As estratégias de sobrevivência da acácia (Acacia longifolia), originária do Sul da Austrália e da Tasmânia, foram reveladas numa duna costeira de Pinheiro da Cruz, no concelho de Grândola, por investigadores do Centro de Biologia Ambiental da Universidade de Lisboa e do Departamento de Ecologia Experimental e de Sistemas da Universidade alemã de Bielefeld.

A espécie, trazida para Portugal para fins ornamentais e para fixar os solos, tornou-se numa ameaça descontrolada e uma dor de cabeça para associações florestais, municípios, empresas e particulares. E não é por desfear a paisagem; a árvore compete com as plantas nativas pelos recursos, nomeadamente pela água, e altera o funcionamento do solo.

Agora, as duas universidades acreditam que podem ajudar a fazer a diferença no combate à exótica que a Universidade de Coimbra acredita ser a mais agressiva em solo de Portugal Continental.

“Pela primeira vez usámos isótopos de azoto para identificar o padrão especial de influência da acácia no sistema circundante”, disse Cristina Máguas, do Centro de Biologia Ambiental, ao PÚBLICO.

Os investigadores ficaram surpreendidos com a descoberta. “Assim que uma simples acácia se instala numa zona, e antes de nos apercebermos que está em curso uma invasão desta espécie exótica, a planta deixa imediatamente a sua marca no sistema e altera-o para seu próprio benefício”, acrescentou. As alterações, invisíveis para quem olha a paisagem, foram detectadas graças à utilização dos isótopos estáveis de azoto.

De acordo com Cristina Máguas, as dunas são normalmente pobres em nutrientes e as plantas nativas estão bem adaptadas. Ora, a acácia “está associada ao enriquecimento do solo em azoto” e “a incorporação do azoto fornecido por si reflecte-se nos tecidos das outras plantas”, explica um comunicado da Universidade de Lisboa. Para detalhar a interacção “invisível” entre as acácias e as outras plantas, os cientistas mapearam numa área de duna com poucos metros de extensão a abundância de azoto utilizando a camarinha Corema album, arbusto endémico. Para isso, explicam, mediram a quantidade de azoto nas folhas desse arbusto e notaram que esta quantidade aumenta significativamente com a proximidade da acácia.

Preparar o palco

Aquilo que mais surpreendeu os investigadores foi a distância alcançada por estas interacções. Normalmente não seriam consideradas ainda “invadidas” por acácia. “O enriquecimento em azoto nas folhas da camarinha foi detectado a uma distância superior a três vezes a área ocupada pelas acácias”, dizem. “É como se a planta preparasse o palco – neste caso o solo – para a sua própria chegada, conseguindo condições que a favorecem competitivamente.”

Questionada sobre se o aumento dos níveis de azoto no solo não iria beneficiar também as espécies de plantas nativas, Cristina Máguas reagiu prontamente. “A curto prazo pode ter benefícios, porque se trata de nutrientes.

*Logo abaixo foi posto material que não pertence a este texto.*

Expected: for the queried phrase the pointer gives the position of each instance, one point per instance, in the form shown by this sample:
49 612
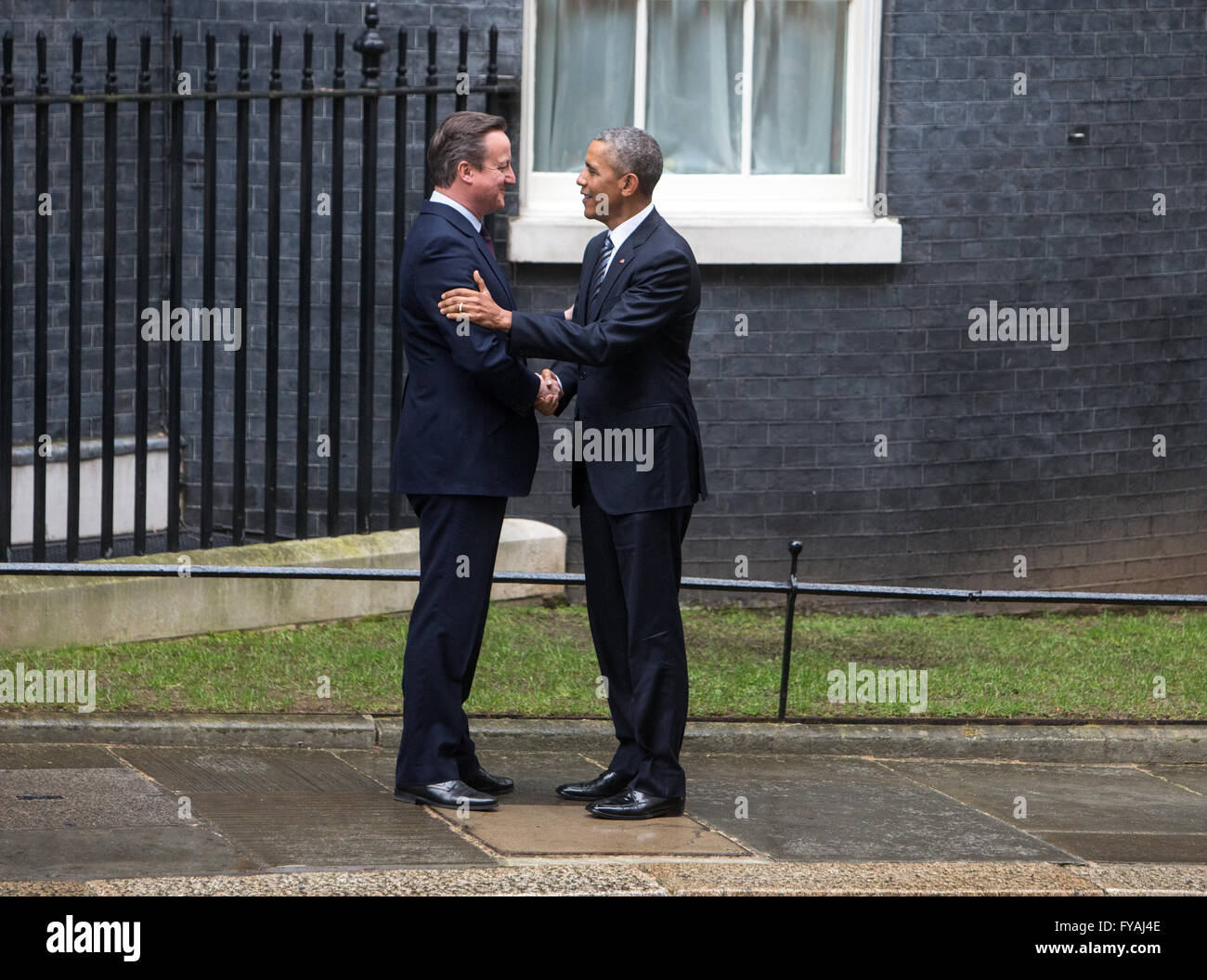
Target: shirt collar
438 198
626 228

Mas a médio e longo prazo... nunca.” À medida que as acácias se multiplicam e cobrem o ecossistema “vão abafando o espaço das outras plantas”.

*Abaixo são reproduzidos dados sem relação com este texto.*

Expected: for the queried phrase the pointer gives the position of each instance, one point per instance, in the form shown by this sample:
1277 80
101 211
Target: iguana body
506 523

A investigadora do Centro de Biologia Ambiental da Universidade de Lisboa, acredita que esta metodologia dos isótopos de azoto permitirá “fazermos um diagnóstico precoce do problema, em tempo muito útil para a recuperação do sistema”.

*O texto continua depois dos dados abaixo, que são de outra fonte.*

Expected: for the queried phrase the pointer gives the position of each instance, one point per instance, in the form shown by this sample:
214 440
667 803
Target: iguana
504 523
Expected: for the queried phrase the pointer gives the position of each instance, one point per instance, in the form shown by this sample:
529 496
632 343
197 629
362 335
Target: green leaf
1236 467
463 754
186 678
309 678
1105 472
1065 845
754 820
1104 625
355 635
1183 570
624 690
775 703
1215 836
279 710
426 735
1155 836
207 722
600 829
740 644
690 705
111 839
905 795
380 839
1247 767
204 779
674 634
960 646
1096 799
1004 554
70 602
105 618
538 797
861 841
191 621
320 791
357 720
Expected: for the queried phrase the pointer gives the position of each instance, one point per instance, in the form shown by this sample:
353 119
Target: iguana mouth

“Este método é importante para a conservação pois permite identificar precocemente os efeitos associados às invasões por plantas fixadoras de azoto” e ainda “monitorizar a persistência destes efeitos em processos de erradicação”.

Cristina Máguas adiantou ao PÚBLICO que ainda há trabalho para fazer. “Para o futuro queremos transpor esta metodologia para qualquer ponto do globo e depois para uma escala muito maior”. A investigadora salientou as possibilidades das imagens de satélite. “Gostaríamos de conseguir cruzar os dados obtidos através da metodologia que utilizámos com as imagens de satélite para ficarmos com uma ideia à escala regional ou mesmo global”, acrescentou.

Estima-se que a Europa gasta por ano cerca de dez mil milhões de euros para travar as espécies invasoras, como a acácia mas também como o jacinto-de-água ou o lagostim-do-Louisiana.